(b. Vienna, Austria, 13 April 1863; d. Frankfurt am Main, Germany, 23 June 1929)
Lorenz’ father was the historian Ottokar Lorenz; his mother was the daughter of the philosopher and educational reformer Franz Lott. Lorenz studied medicine at the universities of Vienna and Jena, but his main interest was chemistry. He received his doctorate at Jena for work on the valence of boron. After completing his studies he was for a short time an assistant in the physiology institute at the University of Rostock; he left in order to work with Otto Wallach in the chemistry laboratory of the University of Göttingen. Despite this beginning he did not devote his career to organic chemistry, Wallach’s principal field of interest. Instead, he took up the study of physical chemistry. Nernst had just been appointed professor at Göttingen, in the first chair ever dedicated to that subject, and in 1892 Lorenz became an assistant and Privatdozent under him.

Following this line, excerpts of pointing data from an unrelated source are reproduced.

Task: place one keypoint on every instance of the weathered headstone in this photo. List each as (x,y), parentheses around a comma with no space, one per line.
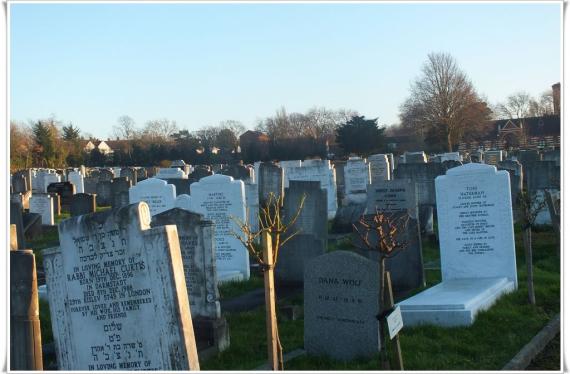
(43,205)
(392,196)
(76,178)
(83,203)
(120,192)
(493,157)
(379,167)
(117,294)
(16,219)
(222,200)
(317,171)
(104,193)
(196,236)
(158,194)
(57,203)
(65,190)
(182,186)
(476,236)
(271,180)
(25,333)
(341,305)
(131,174)
(356,179)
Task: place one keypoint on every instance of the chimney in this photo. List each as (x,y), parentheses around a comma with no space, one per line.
(556,97)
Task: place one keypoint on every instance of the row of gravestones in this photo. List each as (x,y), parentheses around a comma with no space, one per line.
(117,270)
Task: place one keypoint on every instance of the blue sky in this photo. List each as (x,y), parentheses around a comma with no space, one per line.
(199,64)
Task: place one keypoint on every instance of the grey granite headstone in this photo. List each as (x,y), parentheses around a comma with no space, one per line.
(117,294)
(341,304)
(83,203)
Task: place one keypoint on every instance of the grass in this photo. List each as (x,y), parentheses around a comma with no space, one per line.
(496,336)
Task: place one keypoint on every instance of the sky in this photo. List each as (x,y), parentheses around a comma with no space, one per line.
(199,64)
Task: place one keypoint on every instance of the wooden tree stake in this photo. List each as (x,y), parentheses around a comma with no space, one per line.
(273,346)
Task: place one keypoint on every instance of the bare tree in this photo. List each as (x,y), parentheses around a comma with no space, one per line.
(442,100)
(273,231)
(517,106)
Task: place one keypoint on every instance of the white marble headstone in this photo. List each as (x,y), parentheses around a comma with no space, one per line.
(221,199)
(157,193)
(117,294)
(43,205)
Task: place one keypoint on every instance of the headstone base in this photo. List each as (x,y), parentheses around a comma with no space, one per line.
(454,302)
(212,336)
(229,276)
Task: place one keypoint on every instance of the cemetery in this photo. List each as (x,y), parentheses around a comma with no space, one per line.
(248,271)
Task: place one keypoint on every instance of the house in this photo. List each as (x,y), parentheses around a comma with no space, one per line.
(523,133)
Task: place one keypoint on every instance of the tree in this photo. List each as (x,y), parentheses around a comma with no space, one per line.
(361,136)
(70,133)
(273,231)
(441,101)
(517,106)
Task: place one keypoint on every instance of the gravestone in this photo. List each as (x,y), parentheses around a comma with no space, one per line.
(120,192)
(199,172)
(65,190)
(237,171)
(25,332)
(131,174)
(477,247)
(43,205)
(16,218)
(221,199)
(182,186)
(379,167)
(415,157)
(83,203)
(76,178)
(90,184)
(406,268)
(19,183)
(392,196)
(105,175)
(104,193)
(117,294)
(170,173)
(252,205)
(516,176)
(183,202)
(318,171)
(356,179)
(196,236)
(271,180)
(341,292)
(158,194)
(493,157)
(57,203)
(339,172)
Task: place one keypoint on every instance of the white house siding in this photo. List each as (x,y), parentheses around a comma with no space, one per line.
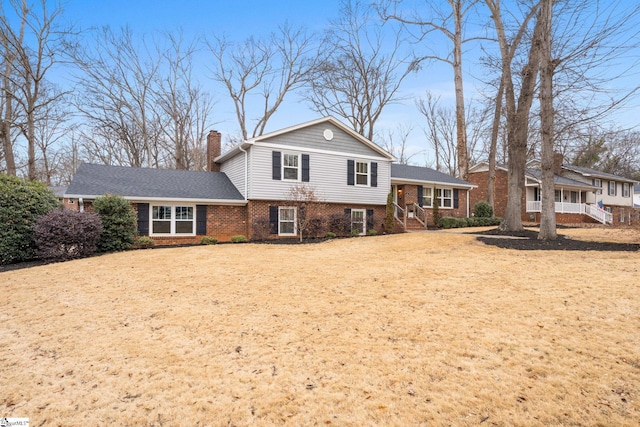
(327,176)
(234,168)
(312,138)
(616,200)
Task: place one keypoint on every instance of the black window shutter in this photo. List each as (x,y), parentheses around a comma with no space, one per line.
(351,172)
(201,220)
(374,174)
(347,220)
(275,163)
(143,219)
(273,219)
(305,168)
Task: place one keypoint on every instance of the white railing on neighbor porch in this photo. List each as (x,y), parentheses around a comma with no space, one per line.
(578,208)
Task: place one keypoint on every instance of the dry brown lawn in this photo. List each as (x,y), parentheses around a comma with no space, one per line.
(416,329)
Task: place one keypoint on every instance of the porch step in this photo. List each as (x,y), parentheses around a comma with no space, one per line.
(414,225)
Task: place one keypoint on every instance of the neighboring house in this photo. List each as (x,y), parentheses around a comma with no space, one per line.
(252,182)
(581,195)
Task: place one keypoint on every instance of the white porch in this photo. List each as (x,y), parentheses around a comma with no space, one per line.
(592,211)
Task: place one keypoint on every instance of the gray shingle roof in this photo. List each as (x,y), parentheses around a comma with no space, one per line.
(596,173)
(557,179)
(96,180)
(417,173)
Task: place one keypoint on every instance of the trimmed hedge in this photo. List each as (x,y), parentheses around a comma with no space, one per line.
(451,222)
(64,234)
(118,223)
(22,202)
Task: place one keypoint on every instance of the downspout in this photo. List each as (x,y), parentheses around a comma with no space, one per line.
(468,204)
(246,172)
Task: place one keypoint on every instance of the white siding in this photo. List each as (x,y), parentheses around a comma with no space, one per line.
(312,138)
(327,176)
(234,168)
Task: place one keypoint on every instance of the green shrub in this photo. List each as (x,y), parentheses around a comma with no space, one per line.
(206,240)
(239,239)
(143,242)
(118,223)
(65,234)
(482,209)
(22,202)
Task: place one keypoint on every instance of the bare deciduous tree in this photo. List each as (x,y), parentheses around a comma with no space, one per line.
(182,105)
(116,78)
(264,69)
(32,51)
(448,21)
(363,72)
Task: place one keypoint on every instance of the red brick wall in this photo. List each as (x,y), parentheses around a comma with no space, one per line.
(260,209)
(411,197)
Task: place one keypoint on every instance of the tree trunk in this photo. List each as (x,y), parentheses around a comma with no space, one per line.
(494,144)
(518,129)
(461,127)
(548,215)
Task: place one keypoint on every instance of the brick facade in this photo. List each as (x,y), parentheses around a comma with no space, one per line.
(259,210)
(408,195)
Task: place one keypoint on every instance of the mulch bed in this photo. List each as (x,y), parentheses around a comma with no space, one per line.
(527,240)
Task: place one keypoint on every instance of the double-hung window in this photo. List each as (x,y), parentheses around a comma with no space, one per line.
(362,173)
(172,220)
(291,167)
(287,221)
(445,197)
(598,183)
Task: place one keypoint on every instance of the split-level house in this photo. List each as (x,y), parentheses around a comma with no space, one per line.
(252,182)
(582,195)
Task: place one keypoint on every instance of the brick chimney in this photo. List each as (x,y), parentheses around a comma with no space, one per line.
(214,149)
(557,163)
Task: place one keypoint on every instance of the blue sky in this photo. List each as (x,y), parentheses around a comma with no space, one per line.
(241,19)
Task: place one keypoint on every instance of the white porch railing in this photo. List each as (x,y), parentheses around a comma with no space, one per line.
(420,214)
(592,211)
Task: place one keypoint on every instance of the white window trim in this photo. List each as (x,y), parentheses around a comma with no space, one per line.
(295,220)
(172,220)
(363,231)
(299,167)
(441,198)
(355,174)
(598,183)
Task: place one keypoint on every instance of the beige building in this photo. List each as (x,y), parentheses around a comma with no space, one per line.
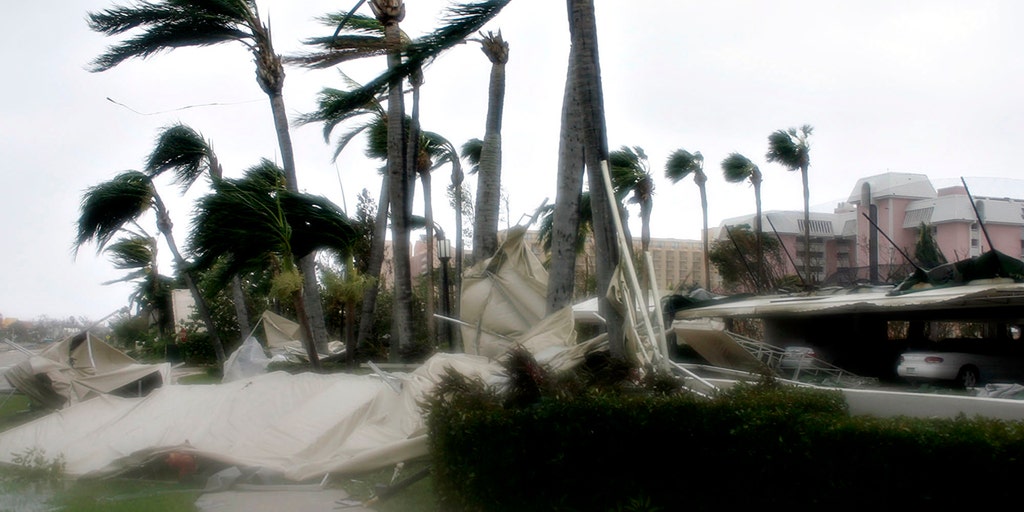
(678,263)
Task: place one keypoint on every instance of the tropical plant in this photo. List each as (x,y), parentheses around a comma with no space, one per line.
(731,256)
(109,207)
(792,148)
(583,143)
(136,253)
(739,168)
(165,25)
(253,222)
(631,176)
(489,164)
(681,164)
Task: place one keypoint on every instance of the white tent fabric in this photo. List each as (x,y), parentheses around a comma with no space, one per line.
(502,298)
(302,426)
(281,332)
(247,360)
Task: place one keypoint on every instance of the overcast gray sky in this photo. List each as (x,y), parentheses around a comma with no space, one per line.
(897,85)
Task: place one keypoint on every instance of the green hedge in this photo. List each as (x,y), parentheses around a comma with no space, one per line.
(755,445)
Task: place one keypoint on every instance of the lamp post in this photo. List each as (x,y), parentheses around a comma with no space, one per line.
(443,255)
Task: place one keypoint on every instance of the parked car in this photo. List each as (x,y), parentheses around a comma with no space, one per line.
(965,363)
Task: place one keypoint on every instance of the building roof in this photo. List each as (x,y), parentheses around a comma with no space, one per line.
(894,184)
(790,222)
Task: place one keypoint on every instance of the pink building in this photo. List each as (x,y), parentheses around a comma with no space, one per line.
(841,247)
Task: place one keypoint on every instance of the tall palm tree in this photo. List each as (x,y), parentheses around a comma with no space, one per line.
(187,155)
(739,168)
(375,125)
(584,142)
(792,148)
(631,176)
(165,25)
(488,182)
(249,222)
(105,210)
(681,164)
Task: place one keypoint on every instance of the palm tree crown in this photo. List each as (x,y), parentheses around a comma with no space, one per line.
(681,164)
(792,148)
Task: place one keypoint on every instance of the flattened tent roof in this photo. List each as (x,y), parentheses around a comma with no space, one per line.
(985,294)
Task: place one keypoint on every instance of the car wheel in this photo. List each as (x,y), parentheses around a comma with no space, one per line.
(968,377)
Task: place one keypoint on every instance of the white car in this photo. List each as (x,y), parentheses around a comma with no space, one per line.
(966,365)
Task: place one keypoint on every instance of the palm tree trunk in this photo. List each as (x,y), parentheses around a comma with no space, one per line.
(587,80)
(374,269)
(565,217)
(761,284)
(307,264)
(704,237)
(164,223)
(489,173)
(428,214)
(397,169)
(241,311)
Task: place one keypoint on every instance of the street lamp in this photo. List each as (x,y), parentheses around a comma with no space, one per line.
(443,255)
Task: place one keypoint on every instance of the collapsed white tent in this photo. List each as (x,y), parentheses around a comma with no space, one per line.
(301,426)
(80,368)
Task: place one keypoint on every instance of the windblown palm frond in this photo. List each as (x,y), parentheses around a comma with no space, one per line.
(171,24)
(683,163)
(131,253)
(246,221)
(631,173)
(791,147)
(461,20)
(364,38)
(185,152)
(108,207)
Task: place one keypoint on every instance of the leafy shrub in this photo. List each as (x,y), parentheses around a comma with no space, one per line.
(551,442)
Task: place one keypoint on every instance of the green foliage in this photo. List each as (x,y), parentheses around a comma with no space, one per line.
(734,258)
(33,466)
(582,448)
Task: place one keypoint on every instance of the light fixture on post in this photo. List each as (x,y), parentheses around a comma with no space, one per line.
(443,255)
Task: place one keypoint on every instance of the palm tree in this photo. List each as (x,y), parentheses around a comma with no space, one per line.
(681,164)
(136,253)
(250,222)
(331,116)
(404,60)
(738,168)
(489,175)
(792,148)
(184,152)
(165,25)
(631,176)
(105,210)
(584,141)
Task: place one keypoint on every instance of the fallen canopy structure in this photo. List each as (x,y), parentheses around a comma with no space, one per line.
(303,426)
(80,368)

Lorenz then began to explore the field in which he worked for the rest of his life—the electrochemistry of substances in the fused state. In 1896 he was invited to the Technische Hochschule in Zurich to join the newly founded electrochemical laboratory. In Zurich he married Lili Heusler, who bore him two children. Following the death of his wife, Lorenz accepted an offer in 1910 from the Frankfurt Academy to direct its physics and chemistry institute. The academy soon became a university, and Lorenz pursued his work there until his retirement, which occurred shortly before his death. For thirty years he was editor of the Zeitschrift für anorganische und allgemeine Chemie.
Lorenz’ most important scientific achievement was his demonstration that Faraday’s law is completely valid for fused salts. He discovered the cause of earlier results which contradicted it in the formation of the so-called metallic fog, which occurs in the reaction of the precipitated metals with the melt. He then found methods which inhibited this fog formation. With M. Katajama he developed the thermodynamic relations to calculate the electromotive force of galvanic cells consisting of fused salts alone or of the latter joined with metals. By determining the particle sizes in disperse systems, which had been suggested by Einstein, he was able to compute the ion sizes in the fused electrolytes from the mobility and the rate of diffusion.
Lorenz’ work contributed to the clarification of many other properties of fused salts, for example internal friction, capillary electricity, and conductivity. In his last years he established that the law of mass action is not valid in highly concentrated fusions. He also developed van der Waals’s equation of state taking this fact into account and, with the aid of the concept of thermodynamic potential, developed of mass action for condensed systems.
I. Original Works. Lorenz wrote about 250 articles; a fairly extensive listing may be found in Poggendorff VI and in the obituary in the Zeitschrift für Elektrochemie but there is no complete list. His most important books are Die Elektmlyse geschmolzener Salze, 3 vols. (Halle, 1905); Elektrochemie gesehmolzerwr Salze (Leipzig, 1909), written with F. Kaufler; Raumerfüllung und lonenbeweglichkeit (Leipzig, 1922); and Das Gesetz der chemischen Massenwirkung,seine thermodynamische Begründung und Erweite-rung (Leipzig, 1927).
II. Secondary Literature. See W. Fraenkel, “Richard Lorenz,” in Zeitschrift für angewandte Chemie und Zentrablatt für technische Chemie, 42 (1929), 801-802; G. Hevesy, “Richard Lorenz. Erinnerungen aus den Zürcher Jahren,” in Helvetica chimica acta, 13 (1930), 13-17; and A. Magnus, “Richard Lorenz,” in Berichte der Deutschen chemischen Gesellschaft, Abt. A, 62 (1929), 88-90; and “Richard Lorenz,” in Zeitschrift für Elektrochcmie und angewandte physikaiische Chemie, 35 (1929), 815-822.